Het Onze-Lieve-Vrouweplein is het meest ‘parijse’ onder de Maastrichtse stadspleinen: de terrassen onder de bomen, wat verwaaide accordeonklanken, de lichtjes en het toeziend oog van de tweede stadspatroon van maastricht, de Sterre–Der-Zee , maken dit derde plein in het centrum van de stad tot het meest pittoreske.

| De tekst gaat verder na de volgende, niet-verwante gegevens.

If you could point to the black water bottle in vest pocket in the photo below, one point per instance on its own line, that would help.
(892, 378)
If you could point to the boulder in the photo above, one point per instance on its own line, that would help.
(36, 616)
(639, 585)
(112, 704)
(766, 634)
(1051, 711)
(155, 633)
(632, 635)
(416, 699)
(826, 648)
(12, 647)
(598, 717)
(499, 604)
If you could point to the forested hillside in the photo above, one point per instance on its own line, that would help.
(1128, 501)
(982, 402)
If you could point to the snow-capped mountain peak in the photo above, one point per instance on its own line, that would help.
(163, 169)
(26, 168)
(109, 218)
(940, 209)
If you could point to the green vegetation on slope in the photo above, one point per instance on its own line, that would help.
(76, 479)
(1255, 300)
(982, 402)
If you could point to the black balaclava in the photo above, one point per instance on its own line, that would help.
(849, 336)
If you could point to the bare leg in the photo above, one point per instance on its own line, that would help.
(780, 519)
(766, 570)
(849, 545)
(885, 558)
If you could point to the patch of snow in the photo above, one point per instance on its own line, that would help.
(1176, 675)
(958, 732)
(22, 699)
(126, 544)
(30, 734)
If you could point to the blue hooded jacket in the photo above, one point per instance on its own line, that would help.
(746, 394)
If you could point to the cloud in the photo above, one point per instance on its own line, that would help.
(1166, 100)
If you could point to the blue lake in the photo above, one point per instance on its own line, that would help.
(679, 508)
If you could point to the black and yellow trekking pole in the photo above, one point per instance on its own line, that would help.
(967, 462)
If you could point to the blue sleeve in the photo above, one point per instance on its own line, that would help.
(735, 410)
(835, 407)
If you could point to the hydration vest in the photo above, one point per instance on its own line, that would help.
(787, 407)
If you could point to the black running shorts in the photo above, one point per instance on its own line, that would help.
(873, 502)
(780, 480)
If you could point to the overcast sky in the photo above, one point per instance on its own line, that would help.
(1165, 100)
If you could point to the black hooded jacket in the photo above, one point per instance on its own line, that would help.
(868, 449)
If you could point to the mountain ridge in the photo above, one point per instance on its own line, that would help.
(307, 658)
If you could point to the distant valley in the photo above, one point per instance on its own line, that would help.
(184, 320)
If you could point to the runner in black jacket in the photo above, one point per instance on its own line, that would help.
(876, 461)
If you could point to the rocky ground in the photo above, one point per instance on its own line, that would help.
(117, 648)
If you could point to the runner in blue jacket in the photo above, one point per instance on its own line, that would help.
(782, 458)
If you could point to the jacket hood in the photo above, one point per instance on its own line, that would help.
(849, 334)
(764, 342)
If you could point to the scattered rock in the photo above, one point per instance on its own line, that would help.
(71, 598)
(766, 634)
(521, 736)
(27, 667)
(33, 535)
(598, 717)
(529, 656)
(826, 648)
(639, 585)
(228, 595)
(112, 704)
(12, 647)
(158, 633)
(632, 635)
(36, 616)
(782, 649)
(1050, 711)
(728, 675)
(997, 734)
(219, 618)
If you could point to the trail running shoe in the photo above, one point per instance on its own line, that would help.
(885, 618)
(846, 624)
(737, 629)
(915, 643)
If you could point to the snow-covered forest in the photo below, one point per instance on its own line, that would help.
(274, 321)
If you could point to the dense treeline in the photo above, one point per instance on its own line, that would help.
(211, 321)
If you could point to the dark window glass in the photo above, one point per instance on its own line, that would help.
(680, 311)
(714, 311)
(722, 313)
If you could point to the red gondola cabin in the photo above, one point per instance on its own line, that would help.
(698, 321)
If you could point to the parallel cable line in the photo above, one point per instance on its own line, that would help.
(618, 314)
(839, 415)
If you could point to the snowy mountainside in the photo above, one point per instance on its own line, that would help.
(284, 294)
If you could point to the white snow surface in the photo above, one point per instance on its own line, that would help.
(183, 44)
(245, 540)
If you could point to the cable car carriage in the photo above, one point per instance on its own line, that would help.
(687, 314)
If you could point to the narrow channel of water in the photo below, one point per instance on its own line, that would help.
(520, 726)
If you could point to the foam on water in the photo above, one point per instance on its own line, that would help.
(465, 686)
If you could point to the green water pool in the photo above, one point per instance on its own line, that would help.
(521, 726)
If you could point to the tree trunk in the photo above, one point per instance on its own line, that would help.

‘Slevrouweplein’, zoals dit markante plein in het stadscentrum in het Maastrichts dialect wordt genoemd, ligt in het hart van de laat Romeinse nederzetting aan de Maas. De geschiedenis van Maastricht begint op deze plek. Het oudste straatje van Nederland is in het bodemarchief terug gevonden: het dateert van voor onze jaartelling, dit smalle prehistorische paadje geplaveid met Maaskeitjes. Onder het plaveisel van dit plein op circa vier tot zes meter diepte bevinden zich de restanten van Romeins Maastricht, Mosae Trajectum in goed Latijn. Dat betekent zoveel als oversteekplaats door het water van de Maas. Archeologen vonden er een ommuurd Romeins heiligdom met delen van een zuil gewijd aan oppergod Jupiter uit de tweede eeuw na christus, voorts werden muren en grachten van een Romeins ‘castellum’ uit circa 333 na christus gevonden. Dat alles is bewaard gebleven in de museumkelder onder het Hotel Derlon. Ook zijn de fundamenten van de ronde torens in de Romeinse muur gevonden. Enkele restanten van de Romeinse ommuring zijn in de tiende eeuw hergebruikt in de torens van het westwerk van de Onze–Lieve-Vrouwekerk. Dat massieve westwerk van de kerk naast de druk bezochte kapel van de Sterre-der-Zee domineert het plein.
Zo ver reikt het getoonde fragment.